Dans l’autoradio j’avais mis un disque génial de Jamiroquaï intitulé « The return of the Space Cowboy ». A cause de cette musique, je n’ai pas pu m’empêcher de faire une petite accélération éclair au démarrage alors que la chanson ‘The kids’ emplissait mon habitacle. Dans ma tête, je n’étais pas très loin du trip course en bagnoles façon Starsky et Hutch, avec la grosse bande son funky de rigueur. Quel panard ! Cependant, le plaisir fut de courte durée, à peine quelques secondes en fait, car j’ai dans la tête un casse-couille de première qui répond au nom de Prudence. C’est donc à contre-coeur, et un peu honteux de ce très bref excès de vitesse, que j’ai levé le pied pour stabiliser ma vitesse à 50 kilomètres heure.

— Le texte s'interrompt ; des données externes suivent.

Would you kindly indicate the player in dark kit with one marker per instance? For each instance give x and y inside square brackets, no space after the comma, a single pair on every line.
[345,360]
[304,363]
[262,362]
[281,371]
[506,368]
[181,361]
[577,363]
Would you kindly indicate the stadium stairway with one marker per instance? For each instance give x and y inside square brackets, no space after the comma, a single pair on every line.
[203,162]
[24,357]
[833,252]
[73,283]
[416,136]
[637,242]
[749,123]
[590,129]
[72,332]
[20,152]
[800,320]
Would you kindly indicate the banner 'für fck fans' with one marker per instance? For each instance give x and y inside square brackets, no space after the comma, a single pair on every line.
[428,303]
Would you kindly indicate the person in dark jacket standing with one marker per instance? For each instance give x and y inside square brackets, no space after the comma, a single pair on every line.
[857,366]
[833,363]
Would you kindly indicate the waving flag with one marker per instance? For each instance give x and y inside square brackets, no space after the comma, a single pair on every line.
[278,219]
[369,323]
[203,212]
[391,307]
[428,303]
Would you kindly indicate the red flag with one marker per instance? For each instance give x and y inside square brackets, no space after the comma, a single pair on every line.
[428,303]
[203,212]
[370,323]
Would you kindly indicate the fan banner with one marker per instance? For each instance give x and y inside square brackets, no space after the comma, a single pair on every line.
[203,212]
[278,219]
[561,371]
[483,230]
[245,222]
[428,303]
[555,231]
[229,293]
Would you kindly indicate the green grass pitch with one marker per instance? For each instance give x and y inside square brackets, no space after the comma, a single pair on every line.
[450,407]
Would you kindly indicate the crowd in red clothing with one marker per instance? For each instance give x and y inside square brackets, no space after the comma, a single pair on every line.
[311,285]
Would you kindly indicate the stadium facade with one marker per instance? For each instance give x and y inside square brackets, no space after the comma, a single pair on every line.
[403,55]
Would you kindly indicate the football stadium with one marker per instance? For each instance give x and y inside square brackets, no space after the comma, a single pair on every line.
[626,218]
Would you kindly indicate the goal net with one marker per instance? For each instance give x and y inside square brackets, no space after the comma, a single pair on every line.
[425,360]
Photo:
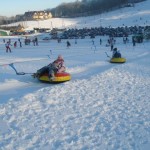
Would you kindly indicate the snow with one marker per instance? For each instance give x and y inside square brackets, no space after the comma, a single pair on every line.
[104,105]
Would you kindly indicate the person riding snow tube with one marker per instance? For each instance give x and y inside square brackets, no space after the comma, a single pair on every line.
[54,72]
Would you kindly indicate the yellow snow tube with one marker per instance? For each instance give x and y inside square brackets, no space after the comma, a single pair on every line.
[59,77]
[117,60]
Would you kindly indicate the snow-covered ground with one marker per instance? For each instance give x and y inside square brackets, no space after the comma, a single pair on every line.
[104,107]
[128,16]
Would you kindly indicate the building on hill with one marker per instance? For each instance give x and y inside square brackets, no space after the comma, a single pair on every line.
[37,15]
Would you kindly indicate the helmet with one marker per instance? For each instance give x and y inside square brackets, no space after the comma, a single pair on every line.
[59,57]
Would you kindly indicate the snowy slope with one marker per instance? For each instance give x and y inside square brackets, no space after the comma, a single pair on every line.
[129,16]
[104,107]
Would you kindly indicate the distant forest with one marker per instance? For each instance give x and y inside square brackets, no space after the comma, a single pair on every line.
[80,8]
[89,7]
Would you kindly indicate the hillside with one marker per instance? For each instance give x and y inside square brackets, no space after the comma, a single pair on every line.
[129,16]
[105,106]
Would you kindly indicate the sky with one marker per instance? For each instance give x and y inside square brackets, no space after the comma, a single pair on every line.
[105,106]
[11,8]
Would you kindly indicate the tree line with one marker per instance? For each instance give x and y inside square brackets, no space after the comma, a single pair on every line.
[88,7]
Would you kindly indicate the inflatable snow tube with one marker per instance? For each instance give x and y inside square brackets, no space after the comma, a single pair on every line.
[59,77]
[117,60]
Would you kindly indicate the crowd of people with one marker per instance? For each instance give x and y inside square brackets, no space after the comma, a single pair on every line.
[103,31]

Ca fait tout de même réfléchir à ce qu’il y a dans les tréfonds de l’esprit humain. Eh oui ! J’ai beau ne pas aimer les gros blaireaux qui se la pètent au volant de leur voiture tunée diffusant une techno immonde ou du gansta-rap de barbare, j’ai du mal à résister à ce genre de plaisir quand la perche m’est tendue. La seule différence, c’est que j’écoute du funk, moi môssieur ! Et que dans mon cas, ça ne dure pas très longtemps. Parce que bon, je ne suis pas un gros débile non plus.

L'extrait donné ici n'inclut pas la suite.